Great, thank you for all of this additional info. It’s really helping me understand the problem. Especially the weaker insecticide, anything is helpful.
I know this is not the dataset, but it would help if we had the relative day, you can excluded identifying information but it would be more realistic if we’re modeling time dependency and we have the day/month. I’ve made the mistake of assumed even spacing when it wasn’t, and it made some silly inferences, we better include this.
Also - I’m at a phone right now. Haven’t looked at the csv yet, but 5 is 5 years ago, 4 is for years ago…etc, correct?
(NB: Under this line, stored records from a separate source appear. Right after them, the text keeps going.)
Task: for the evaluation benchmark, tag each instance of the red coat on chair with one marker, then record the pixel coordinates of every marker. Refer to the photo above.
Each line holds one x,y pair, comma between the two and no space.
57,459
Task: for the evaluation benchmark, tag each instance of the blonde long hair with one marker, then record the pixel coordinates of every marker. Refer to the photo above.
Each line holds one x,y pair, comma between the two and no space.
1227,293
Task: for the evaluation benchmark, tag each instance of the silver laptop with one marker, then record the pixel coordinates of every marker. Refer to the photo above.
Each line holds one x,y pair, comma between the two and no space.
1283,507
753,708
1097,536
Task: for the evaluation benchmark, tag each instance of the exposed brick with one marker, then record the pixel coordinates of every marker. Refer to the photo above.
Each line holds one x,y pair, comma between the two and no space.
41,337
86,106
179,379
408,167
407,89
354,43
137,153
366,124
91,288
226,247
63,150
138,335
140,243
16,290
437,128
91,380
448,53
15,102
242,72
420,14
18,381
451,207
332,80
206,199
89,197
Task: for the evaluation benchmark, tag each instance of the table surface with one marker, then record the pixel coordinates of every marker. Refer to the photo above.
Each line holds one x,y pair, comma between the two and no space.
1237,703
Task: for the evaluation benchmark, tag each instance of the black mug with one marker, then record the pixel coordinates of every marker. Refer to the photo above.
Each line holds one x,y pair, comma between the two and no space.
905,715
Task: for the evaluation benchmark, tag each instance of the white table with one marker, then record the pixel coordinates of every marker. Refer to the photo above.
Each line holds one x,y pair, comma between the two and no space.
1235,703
Yeah so a few things. There’s a lot of small details that can go wrong if you’re not careful. So the written model has a few weird things. Usually capital Y is a matrix. And YT would be matrix multiplication. So that’s a notation mistake. Also, generating your covariance matrix, you have K(X_t) as covariance matrix and (correcting the subscript mistakes, I think you mean) Y_{t-1}, so we’re modeling the past with the covariance of the future. Which won’t be possible until we figure out time travel. So that doesn’t make sense.
But an AR model with the covariance of the past
I don’t think is unheard of. I think I flipped through INLA to check out some models and (I think) there was something like y_t = f_{t-1} + \eta, so I don’t think that’s unheard of, if that’s what you meant to write down.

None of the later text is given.